Minutes from the Federal Reserve’s April meeting revealed that several policymakers observed rising software-related prices contributing to higher core inflation. However, officials also indicated that these increases may not accurately reflect long-term inflation trends across the broader economy.
According to the meeting notes, some Fed participants pointed to recent inflationary pressure coming from the information technology sector, particularly software and memory-related products. While software prices significantly impacted core inflation readings, policymakers suggested that these gains may not serve as reliable indicators for future overall inflation.

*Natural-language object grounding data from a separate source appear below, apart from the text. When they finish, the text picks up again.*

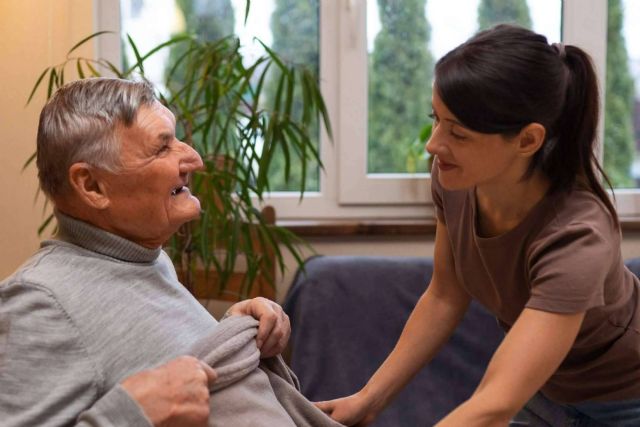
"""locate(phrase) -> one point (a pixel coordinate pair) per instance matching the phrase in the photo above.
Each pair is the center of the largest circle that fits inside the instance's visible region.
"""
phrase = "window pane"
(404, 40)
(291, 30)
(622, 102)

Analysts at Citi recently highlighted a growing gap between the core Consumer Price Index (CPI) and the Fed’s preferred inflation measure, the core Personal Consumption Expenditures (PCE) index. In April, core CPI rose 2.8% year-over-year, while core PCE increased 3.2%, remaining above the Federal Reserve’s 2% inflation target.
Citi analysts explained that much of this divergence was caused by soaring memory chip prices, which are reflected in a lesser-known CPI category called “Computer Software and Accessories.” After declining for decades, the index has now surged nearly 14% compared to a year ago, largely due to booming demand tied to artificial intelligence technologies.
The rapid expansion of AI infrastructure and data centers has intensified pressure on the semiconductor industry, especially memory chip supply chains. Despite ongoing supply shortages, the AI sector has fueled a major rally in technology stocks throughout 2026. The Philadelphia Semiconductor Index recently recorded its longest winning streak ever, underscoring investor optimism surrounding AI-related companies.
Citi also noted that rising equity markets tied to AI growth are indirectly pushing up inflation metrics through higher portfolio management fees included in core PCE calculations.
Analysts believe the Fed may view these AI-driven price spikes as temporary distortions rather than signs of widespread consumer inflation, potentially giving policymakers more flexibility on future interest rate decisions.